University of Southampton scientists have designed a new experiment to test the foundations of quantum mechanics at the large scale.

Standard quantum theory places no limit on particle size and current experiments use larger and larger particles, which exhibit wave-like behaviour. However, at these masses experiments begin to probe extensions to standard quantum mechanics, which describe the apparent quantum-to-classical transition.

Now, Southampton researchers, with colleagues from the University of Duisburg-Essen in Germany, have designed a new type of experiment which will advance the current state-of-the-art experiments by a factor of 100, from 10,000 atomic mass units (amu), roughly equal to the mass of a single proton, to one million amu.

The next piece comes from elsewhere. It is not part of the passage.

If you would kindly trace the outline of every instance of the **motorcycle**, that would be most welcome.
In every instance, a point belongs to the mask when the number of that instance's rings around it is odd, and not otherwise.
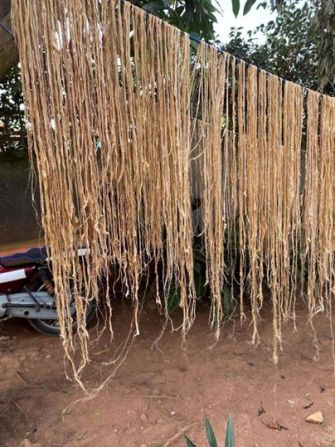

The research is published in Nature Communications.

They propose an interferometer with a levitated, optically cooled, and then free-falling silicon nanoparticle in the mass range of one million amu, delocalised over more than 150 nm. The scheme employs the near-field Talbot effect with a single standing-wave laser pulse as a phase grating.

Individual particles are dropped and diffracted by a standing UV laser wave, such that interference of neighbouring diffraction orders produces a resonant near-field fringe pattern. In order to record the interferogram, the nanospheres are deposited on a glass slide and their arrival positions are recorded via optical microscopy.

The researchers argue that the choice of silicon, due to its specific material characteristics, will produce reliable high mass interference, unaffected by environmental decoherence, in a setup that can be produced with current technology.

Dr James Bateman, from Physics and Astronomy at the University of Southampton and co-author of the study, says: "This work is a natural extension of atomic physics, which has revolutionised many technologies. Our analysis, which accounts for all relevant sources of decoherence, indicates that this is a viable route towards macroscopic high-mass superpositions.

"This current work is not technology-driven, but it does ask difficult questions of relevance to future quantum devices. Placing larger and larger mechanical systems into quantum states has implications for what can be done with the technology. We hope that our work will lead to a better understanding of the fundamental physics and hence to more advanced quantum devices."

As time-of-flight, and therefore mass, is limited by the free-fall distance under earth's gravity, a space-based mission is planned by the Macroscopic quantum resonators (MAQRO) consortium with which the researchers are involved; this could bring a further factor of 100 in mass.